Я старалась занять себя, держать в руках и изменить жизни других людей, будто наказывая себя за то, что не смогла спасти того, кто действительно полагался на меня.
Таким же актом добровольного самобичевания стал тот факт, что я раз в год приезжала в дом Бреди. С исчезновения Лукаса не было больше ничего, что связывало бы нас вместе. Бог — очевидец, никто из нас не хотел поддерживать навязанные когда-либо отношения. Тем не менее, стоя здесь и уставившись на фото, обрамлённое в рамке, моего новорожденного мальчика, я могла думать только о том, что это мог бы быть его десятый день рождения.
— Ты только что зашла? — нежно спросил Том.
Напялив едва заметную улыбку, я повернулась к нему.
Как и все мы, он постарел. Но старина только шла ему. Как будто песчинки посеребрили его волосы, а маленькие морщинки, который раз собравшись в уголках его глаз из-за улыбки, теперь стали чем-то постоянным, независимо от выражения его лица. Он был далёк от того человека, который опустился передо мной на колени в тот день в парке, который клялся мне, что никогда не сдастся и найдёт моего сына.
Забавно.

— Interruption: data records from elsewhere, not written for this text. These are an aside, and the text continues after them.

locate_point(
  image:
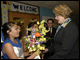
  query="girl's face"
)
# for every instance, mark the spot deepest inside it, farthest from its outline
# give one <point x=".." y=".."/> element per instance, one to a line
<point x="14" y="31"/>
<point x="60" y="19"/>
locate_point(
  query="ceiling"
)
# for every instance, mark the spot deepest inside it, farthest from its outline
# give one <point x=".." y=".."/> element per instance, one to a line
<point x="74" y="5"/>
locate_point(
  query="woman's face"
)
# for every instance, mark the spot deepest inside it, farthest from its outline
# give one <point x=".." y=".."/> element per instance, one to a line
<point x="14" y="31"/>
<point x="60" y="19"/>
<point x="19" y="28"/>
<point x="34" y="27"/>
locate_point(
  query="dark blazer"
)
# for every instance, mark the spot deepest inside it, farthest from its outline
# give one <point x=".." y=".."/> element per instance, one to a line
<point x="66" y="43"/>
<point x="48" y="35"/>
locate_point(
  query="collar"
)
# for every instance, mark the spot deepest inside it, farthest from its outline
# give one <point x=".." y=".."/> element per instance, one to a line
<point x="65" y="23"/>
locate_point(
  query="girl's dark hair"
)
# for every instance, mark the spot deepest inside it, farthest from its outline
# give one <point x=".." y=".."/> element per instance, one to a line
<point x="30" y="25"/>
<point x="51" y="20"/>
<point x="7" y="26"/>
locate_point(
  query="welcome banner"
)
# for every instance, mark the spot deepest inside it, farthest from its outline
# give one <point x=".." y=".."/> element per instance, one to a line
<point x="14" y="6"/>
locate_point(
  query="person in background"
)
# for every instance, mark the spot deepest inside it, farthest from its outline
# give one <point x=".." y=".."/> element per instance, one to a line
<point x="45" y="25"/>
<point x="11" y="47"/>
<point x="34" y="28"/>
<point x="51" y="33"/>
<point x="66" y="37"/>
<point x="29" y="25"/>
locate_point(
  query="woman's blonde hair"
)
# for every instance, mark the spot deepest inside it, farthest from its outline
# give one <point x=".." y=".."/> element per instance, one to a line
<point x="62" y="10"/>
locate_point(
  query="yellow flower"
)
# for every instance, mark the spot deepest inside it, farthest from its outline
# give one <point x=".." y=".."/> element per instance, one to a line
<point x="29" y="36"/>
<point x="26" y="39"/>
<point x="38" y="22"/>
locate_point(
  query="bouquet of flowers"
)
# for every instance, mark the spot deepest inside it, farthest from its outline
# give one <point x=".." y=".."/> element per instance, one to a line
<point x="36" y="40"/>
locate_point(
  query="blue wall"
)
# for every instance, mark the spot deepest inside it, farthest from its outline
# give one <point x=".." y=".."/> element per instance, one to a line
<point x="46" y="12"/>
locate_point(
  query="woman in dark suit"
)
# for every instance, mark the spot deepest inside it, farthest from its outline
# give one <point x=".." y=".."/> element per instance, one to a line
<point x="66" y="37"/>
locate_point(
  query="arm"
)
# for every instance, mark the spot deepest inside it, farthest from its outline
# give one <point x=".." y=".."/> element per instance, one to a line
<point x="69" y="40"/>
<point x="8" y="49"/>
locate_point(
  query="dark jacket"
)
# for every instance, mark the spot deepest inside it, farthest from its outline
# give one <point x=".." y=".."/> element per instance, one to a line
<point x="66" y="43"/>
<point x="48" y="35"/>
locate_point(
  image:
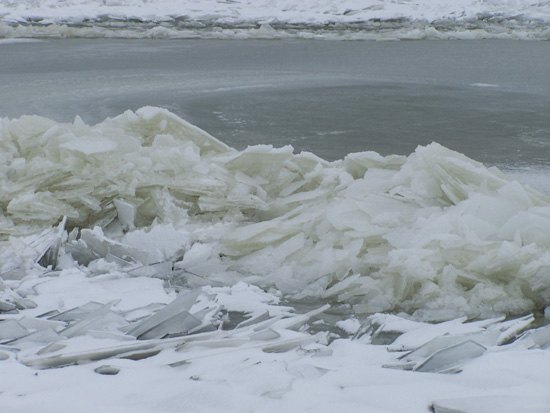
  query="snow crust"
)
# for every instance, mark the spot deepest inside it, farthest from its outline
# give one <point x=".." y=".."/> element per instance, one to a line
<point x="328" y="19"/>
<point x="434" y="234"/>
<point x="144" y="254"/>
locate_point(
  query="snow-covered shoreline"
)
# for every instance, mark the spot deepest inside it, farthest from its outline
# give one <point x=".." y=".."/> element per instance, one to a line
<point x="329" y="19"/>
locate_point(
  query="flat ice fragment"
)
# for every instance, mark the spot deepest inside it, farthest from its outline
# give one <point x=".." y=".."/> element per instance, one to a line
<point x="289" y="344"/>
<point x="76" y="313"/>
<point x="265" y="335"/>
<point x="539" y="337"/>
<point x="89" y="145"/>
<point x="11" y="329"/>
<point x="107" y="370"/>
<point x="47" y="335"/>
<point x="51" y="348"/>
<point x="101" y="246"/>
<point x="126" y="213"/>
<point x="159" y="270"/>
<point x="254" y="320"/>
<point x="451" y="357"/>
<point x="510" y="329"/>
<point x="174" y="318"/>
<point x="93" y="320"/>
<point x="181" y="323"/>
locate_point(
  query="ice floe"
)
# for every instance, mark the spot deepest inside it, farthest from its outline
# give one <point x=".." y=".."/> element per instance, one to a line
<point x="144" y="250"/>
<point x="435" y="233"/>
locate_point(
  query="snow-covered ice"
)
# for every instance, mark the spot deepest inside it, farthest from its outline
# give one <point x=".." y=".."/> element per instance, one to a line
<point x="326" y="19"/>
<point x="145" y="254"/>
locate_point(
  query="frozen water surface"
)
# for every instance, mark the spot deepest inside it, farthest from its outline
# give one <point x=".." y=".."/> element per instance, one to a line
<point x="236" y="273"/>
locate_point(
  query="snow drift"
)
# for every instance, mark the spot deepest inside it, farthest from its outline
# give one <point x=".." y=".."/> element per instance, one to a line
<point x="435" y="234"/>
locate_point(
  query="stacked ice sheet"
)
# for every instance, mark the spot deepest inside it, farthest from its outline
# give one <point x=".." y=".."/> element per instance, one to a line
<point x="328" y="19"/>
<point x="435" y="234"/>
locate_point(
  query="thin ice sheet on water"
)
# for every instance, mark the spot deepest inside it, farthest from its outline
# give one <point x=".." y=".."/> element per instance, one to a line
<point x="435" y="233"/>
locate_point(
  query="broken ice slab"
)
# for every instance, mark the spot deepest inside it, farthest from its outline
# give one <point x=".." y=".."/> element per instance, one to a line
<point x="11" y="329"/>
<point x="6" y="306"/>
<point x="451" y="357"/>
<point x="98" y="319"/>
<point x="126" y="213"/>
<point x="172" y="319"/>
<point x="289" y="344"/>
<point x="497" y="403"/>
<point x="485" y="338"/>
<point x="160" y="270"/>
<point x="511" y="329"/>
<point x="538" y="338"/>
<point x="50" y="255"/>
<point x="100" y="246"/>
<point x="75" y="313"/>
<point x="23" y="303"/>
<point x="107" y="370"/>
<point x="47" y="335"/>
<point x="45" y="361"/>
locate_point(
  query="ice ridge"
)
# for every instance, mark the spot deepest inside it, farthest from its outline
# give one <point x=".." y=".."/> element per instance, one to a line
<point x="330" y="19"/>
<point x="434" y="234"/>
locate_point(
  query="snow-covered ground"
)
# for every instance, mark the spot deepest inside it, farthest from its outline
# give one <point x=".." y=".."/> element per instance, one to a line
<point x="147" y="266"/>
<point x="327" y="19"/>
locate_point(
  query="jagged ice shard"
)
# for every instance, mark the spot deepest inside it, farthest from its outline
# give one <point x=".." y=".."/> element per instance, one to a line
<point x="434" y="234"/>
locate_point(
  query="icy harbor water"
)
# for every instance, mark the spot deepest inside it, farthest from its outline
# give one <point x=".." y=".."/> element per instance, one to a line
<point x="202" y="274"/>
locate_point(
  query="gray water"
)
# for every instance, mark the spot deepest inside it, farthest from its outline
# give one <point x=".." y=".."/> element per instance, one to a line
<point x="488" y="99"/>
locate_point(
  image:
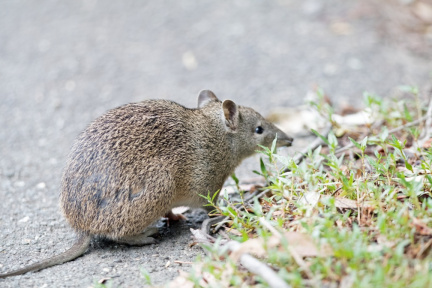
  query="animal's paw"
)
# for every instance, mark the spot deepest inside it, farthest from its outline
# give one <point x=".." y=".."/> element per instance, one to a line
<point x="175" y="217"/>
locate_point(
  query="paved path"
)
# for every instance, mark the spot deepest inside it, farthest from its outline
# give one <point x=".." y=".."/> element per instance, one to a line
<point x="63" y="63"/>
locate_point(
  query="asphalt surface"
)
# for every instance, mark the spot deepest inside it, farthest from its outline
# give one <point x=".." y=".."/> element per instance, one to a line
<point x="63" y="63"/>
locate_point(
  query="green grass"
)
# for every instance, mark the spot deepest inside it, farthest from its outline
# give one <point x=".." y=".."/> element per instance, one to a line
<point x="384" y="242"/>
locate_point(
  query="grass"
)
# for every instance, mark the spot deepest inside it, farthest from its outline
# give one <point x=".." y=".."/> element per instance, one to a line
<point x="369" y="207"/>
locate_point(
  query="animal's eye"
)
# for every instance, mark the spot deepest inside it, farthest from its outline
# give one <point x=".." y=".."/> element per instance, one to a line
<point x="259" y="130"/>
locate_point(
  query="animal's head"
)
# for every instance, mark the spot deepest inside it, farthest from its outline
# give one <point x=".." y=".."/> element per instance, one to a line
<point x="245" y="127"/>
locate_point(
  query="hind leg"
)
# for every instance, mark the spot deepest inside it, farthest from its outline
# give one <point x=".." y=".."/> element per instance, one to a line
<point x="140" y="239"/>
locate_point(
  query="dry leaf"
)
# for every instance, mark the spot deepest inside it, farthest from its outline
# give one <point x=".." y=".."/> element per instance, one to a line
<point x="423" y="11"/>
<point x="181" y="281"/>
<point x="421" y="228"/>
<point x="103" y="280"/>
<point x="301" y="243"/>
<point x="180" y="210"/>
<point x="344" y="203"/>
<point x="310" y="198"/>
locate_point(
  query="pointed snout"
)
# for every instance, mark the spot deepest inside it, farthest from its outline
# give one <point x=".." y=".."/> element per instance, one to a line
<point x="284" y="140"/>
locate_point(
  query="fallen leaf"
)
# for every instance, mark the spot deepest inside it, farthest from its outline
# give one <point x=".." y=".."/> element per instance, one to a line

Оглядываясь назад, я поняла, что ни один раз он говорил, что найдёт его. Просто потому, что он никогда не останавливался.

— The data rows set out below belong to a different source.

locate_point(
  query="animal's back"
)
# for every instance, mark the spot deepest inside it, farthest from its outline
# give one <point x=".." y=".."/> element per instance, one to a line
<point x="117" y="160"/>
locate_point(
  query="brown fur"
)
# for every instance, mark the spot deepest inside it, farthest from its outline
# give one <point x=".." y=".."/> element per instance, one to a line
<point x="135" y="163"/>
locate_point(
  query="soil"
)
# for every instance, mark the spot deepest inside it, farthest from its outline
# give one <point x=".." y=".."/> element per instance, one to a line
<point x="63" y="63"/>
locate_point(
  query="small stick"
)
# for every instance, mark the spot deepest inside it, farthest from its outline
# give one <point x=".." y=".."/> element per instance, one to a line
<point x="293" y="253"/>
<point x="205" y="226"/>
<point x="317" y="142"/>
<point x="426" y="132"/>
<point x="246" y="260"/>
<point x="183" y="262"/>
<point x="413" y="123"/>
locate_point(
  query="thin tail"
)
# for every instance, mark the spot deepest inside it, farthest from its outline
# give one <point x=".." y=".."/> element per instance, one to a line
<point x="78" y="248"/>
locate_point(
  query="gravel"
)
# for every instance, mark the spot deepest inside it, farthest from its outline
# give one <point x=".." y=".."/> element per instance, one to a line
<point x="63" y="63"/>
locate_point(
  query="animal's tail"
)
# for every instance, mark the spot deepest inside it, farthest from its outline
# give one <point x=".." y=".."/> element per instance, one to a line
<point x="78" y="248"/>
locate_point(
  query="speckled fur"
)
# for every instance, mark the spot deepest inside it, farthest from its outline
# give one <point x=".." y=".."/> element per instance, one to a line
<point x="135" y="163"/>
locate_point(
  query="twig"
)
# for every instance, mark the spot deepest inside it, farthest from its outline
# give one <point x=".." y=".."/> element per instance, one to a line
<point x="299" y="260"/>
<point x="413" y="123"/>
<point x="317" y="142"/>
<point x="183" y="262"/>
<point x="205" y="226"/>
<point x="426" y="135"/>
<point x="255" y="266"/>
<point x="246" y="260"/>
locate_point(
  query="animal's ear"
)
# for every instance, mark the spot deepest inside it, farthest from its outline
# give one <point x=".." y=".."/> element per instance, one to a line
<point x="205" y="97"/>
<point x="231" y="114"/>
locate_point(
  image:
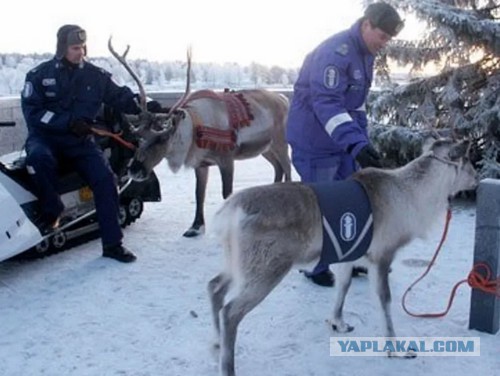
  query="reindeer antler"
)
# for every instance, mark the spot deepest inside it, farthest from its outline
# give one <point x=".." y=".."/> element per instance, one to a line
<point x="181" y="101"/>
<point x="123" y="60"/>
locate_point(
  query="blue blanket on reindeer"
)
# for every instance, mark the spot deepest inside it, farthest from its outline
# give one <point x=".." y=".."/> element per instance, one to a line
<point x="347" y="220"/>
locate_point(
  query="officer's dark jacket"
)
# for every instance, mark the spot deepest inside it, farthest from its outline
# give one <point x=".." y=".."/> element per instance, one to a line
<point x="57" y="92"/>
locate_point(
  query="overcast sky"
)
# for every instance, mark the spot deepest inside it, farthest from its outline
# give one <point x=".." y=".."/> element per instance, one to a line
<point x="265" y="31"/>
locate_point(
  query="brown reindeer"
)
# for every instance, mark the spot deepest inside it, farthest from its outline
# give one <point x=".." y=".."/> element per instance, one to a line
<point x="206" y="128"/>
<point x="266" y="230"/>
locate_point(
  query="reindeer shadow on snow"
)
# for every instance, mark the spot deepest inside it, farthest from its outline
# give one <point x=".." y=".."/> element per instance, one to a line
<point x="266" y="230"/>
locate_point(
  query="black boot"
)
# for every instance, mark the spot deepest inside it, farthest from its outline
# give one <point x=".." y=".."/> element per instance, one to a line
<point x="119" y="253"/>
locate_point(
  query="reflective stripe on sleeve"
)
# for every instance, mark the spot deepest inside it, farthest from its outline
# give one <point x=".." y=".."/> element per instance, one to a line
<point x="46" y="117"/>
<point x="337" y="120"/>
<point x="361" y="108"/>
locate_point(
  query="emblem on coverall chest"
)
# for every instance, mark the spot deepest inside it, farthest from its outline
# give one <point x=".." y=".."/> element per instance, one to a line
<point x="331" y="77"/>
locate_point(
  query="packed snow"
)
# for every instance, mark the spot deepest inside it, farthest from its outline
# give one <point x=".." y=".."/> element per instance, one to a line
<point x="76" y="313"/>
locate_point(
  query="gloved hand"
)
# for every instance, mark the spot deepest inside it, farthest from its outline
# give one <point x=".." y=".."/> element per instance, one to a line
<point x="80" y="127"/>
<point x="368" y="157"/>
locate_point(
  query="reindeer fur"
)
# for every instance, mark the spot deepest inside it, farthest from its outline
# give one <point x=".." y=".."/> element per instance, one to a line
<point x="266" y="230"/>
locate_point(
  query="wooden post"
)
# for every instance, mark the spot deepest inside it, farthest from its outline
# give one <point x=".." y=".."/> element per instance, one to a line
<point x="485" y="308"/>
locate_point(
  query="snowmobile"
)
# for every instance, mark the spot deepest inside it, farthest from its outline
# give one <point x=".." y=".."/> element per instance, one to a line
<point x="22" y="233"/>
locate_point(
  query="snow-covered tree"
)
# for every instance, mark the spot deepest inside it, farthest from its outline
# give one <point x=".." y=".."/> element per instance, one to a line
<point x="455" y="85"/>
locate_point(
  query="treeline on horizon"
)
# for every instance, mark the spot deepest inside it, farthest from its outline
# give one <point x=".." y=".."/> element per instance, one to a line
<point x="157" y="76"/>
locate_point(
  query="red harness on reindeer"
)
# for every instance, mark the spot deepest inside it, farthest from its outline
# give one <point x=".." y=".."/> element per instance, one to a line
<point x="207" y="136"/>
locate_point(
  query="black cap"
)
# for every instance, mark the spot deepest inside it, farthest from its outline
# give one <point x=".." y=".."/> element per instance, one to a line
<point x="385" y="17"/>
<point x="68" y="35"/>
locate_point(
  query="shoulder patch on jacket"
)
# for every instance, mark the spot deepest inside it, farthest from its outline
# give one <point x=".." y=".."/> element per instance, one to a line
<point x="27" y="89"/>
<point x="331" y="77"/>
<point x="343" y="49"/>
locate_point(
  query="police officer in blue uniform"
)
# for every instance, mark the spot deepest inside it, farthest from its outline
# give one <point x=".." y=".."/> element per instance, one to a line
<point x="60" y="100"/>
<point x="327" y="123"/>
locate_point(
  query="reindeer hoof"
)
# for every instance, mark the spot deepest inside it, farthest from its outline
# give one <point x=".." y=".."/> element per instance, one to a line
<point x="342" y="329"/>
<point x="411" y="354"/>
<point x="193" y="232"/>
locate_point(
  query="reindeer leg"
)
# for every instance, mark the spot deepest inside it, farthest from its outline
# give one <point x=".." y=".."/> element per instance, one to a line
<point x="198" y="226"/>
<point x="383" y="291"/>
<point x="217" y="290"/>
<point x="251" y="294"/>
<point x="343" y="277"/>
<point x="227" y="173"/>
<point x="278" y="170"/>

Как бы странно это ни было.
— Лучше бы меня расстреляли, — тихо ответила я.
После того как он снял свою куртку, то засунул руки в карманы брюк цвета хаки.
— Тогда нас обоих.
Я снова посмотрела на фотографию. Она была такой же, как и на моей прикроватной тумбочке. Долгое время я смотрела на неё и запоминала каждую морщинку на ангельском личике. Тем не менее, увидев её сейчас здесь, в доме Бреди, незапятнанную моими слезами, мне показалась, что она новая.
— Твоя мама только что приехала. У тебя около девяноста секунд, пока она не начала тебя искать.
Мои глаза прищурились, и я вздохнула.
— Боже. Почему они настаивают на том, чтобы проводить этот день каждый год?